Os avaliadores julgam parâmetros como qualidade do texto, funções pedagógicas e “princípios éticos necessários à construção da cidadania e convívio social.”
Só após a escolha deles, entre todas as obras selecionadas pelo edital, é que os exemplares são distribuídos para as escolas.
De acordo com o parecer do MEC, feita em resposta à retirada dos exemplares das escolas daqueles estados, os trechos de O Avesso fazem “parte da lógica da narrativa, trazendo uma coerência interna para o narrado. Há uma coerência narrativa que procura revelar as tensões sobre a vida e suas reflexões.”

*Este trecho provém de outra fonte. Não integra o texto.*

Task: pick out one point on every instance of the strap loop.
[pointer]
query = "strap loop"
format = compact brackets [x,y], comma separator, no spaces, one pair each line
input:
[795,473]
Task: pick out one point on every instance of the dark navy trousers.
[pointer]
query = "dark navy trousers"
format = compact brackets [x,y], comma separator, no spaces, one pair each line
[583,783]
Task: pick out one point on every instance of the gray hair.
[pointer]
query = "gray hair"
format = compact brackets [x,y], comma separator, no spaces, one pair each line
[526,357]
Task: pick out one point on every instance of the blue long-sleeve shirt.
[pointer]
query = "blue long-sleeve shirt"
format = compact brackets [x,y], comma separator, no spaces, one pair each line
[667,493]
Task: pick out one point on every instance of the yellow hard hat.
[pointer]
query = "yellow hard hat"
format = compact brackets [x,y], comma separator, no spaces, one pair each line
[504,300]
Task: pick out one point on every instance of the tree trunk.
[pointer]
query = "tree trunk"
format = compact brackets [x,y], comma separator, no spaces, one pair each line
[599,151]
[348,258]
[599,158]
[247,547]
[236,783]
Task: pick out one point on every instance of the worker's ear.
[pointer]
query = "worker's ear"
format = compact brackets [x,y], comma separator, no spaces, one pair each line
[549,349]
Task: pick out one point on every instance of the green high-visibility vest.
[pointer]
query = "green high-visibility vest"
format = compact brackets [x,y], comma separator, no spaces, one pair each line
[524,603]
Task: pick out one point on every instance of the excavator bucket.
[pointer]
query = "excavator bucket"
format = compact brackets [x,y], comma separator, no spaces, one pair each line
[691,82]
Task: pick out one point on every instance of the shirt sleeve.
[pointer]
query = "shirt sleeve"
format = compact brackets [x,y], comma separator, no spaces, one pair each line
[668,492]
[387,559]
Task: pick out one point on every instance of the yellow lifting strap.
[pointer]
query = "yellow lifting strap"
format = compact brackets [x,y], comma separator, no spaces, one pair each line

O Estadão teve acesso ao documento via Lei de Acesso à Informação (LAI), em atendimento a um pedido na plataforma Fiquem Sabendo, organização sem fins lucrativos especializada em transparência publica.
O Avesso da Pele narra a história do protagonista Pedro que, após a morte do pai, um professor assassinado em uma abordagem policial, busca resgatar o passado da família e refazer os caminhos paternos. Por meio dos personagens, a narrativa retrata diferentes estágios de percepção racial no País e a angústia de enfrentar o racismo.
A avaliação do Ministério classifica o livro como adequado para ser trabalhado entre turmas do 1º, 2º e 3º anos do Ensino Médio. O solicitação do material para uso em aula, porém, fica a critério do plano pedagógico das escolas.
“Sem tal discussão, há pouco espaço para promoção dos avanços educacionais, sociais e econômicos de que todos os brasileiros precisam”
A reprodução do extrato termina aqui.